Title :
Optimizing sparse matrix vector multiplication on emerging multicores
Author :
Kislal, Orhan ; Wei Ding ; Kandemir, Mahmut ; Demirkiran, Ilteris
Author_Institution :
Dept. of Comput. Sci. & Eng., Pennsylvania State Univ., University Park, PA, USA
Abstract :
After hitting the power wall, the dramatic change in computer architecture from single core to multicore/manycore brings us new challenges on high performance computing, especially for the data intensive applications. Sparse matrix-vector multiplication (SpMV) is one of the most important computations in this area, and has therefore received a lot of attention in recent decades. In contrast to the uniform/regular dense matrix computations, SpMV´s irregular data access patterns with compact data structure for storage make the SpMV optimization more complex than optimizing regular/dense matrix computation.
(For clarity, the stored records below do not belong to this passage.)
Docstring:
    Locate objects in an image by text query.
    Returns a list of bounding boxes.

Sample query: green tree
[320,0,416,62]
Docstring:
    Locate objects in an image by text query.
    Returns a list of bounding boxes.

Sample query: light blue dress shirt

In this work, we look at the SpMV optimization problem in the context of emerging multicores from a different architecture conscious perspective, and propose an optimization strategy that has three key components: mapping, scheduling and data layout reorganization. Specifically, the mapping component derives a suitable iteration-to-core mapping; the scheduling component determines the execution order of loop iterations assigned to each core in the target multicore architecture; and finally, the data layout reorganization component prepares multiple memory layouts for the source (input) vector customized for different row patterns. A distinguishing characteristic of our approach is that it is cache hierarchy aware, that is, all three components take the underlying cache hierarchy of the target multicore architecture into account, and therefore, the derived solution is, in a sense, customized to the target architecture. We evaluate the proposed strategy using 10 sparse matrices with two different multicore systems. Our experimental evaluation reveals that the proposed optimization algorithm brings significant performance improvements (up to 26.5%) over the unoptimized case.
Keywords :
cache storage; matrix decomposition; multiprocessing systems; optimisation; optimising compilers; parallel architectures; processor scheduling; sparse matrices; vectors; SpMV optimization; cache hierarchy aware; compact data structure; computer architecture; data intensive applications; data layout reorganization component; execution order; high performance computing; irregular data access patterns; loop iterations; mapping component; memory layouts; multicore systems; multicores; optimization algorithm; optimization strategy; optimizing sparse matrix vector multiplication; power wall; regular dense matrix computations; regular matrix computation; row patterns; scheduling component; source input vector; sparse matrices; sparse matrix-vector multiplication; suitable iteration-to-core mapping; target multicore architecture; uniform dense matrix computations; Layout; Multicore processing; Optimization; Processor scheduling; Sparse matrices; Vectors; Compiler Optimization; Data Locality; Data Transformation; Loop Transformation; Multicore; Sparse Matrix-Vector Multiplication;
Conference_Titel :
Multi-/Many-core Computing Systems (MuCoCoS), 2013 IEEE 6th International Workshop on
Conference_Location :
Edinburgh
DOI :
10.1109/MuCoCoS.2013.6633600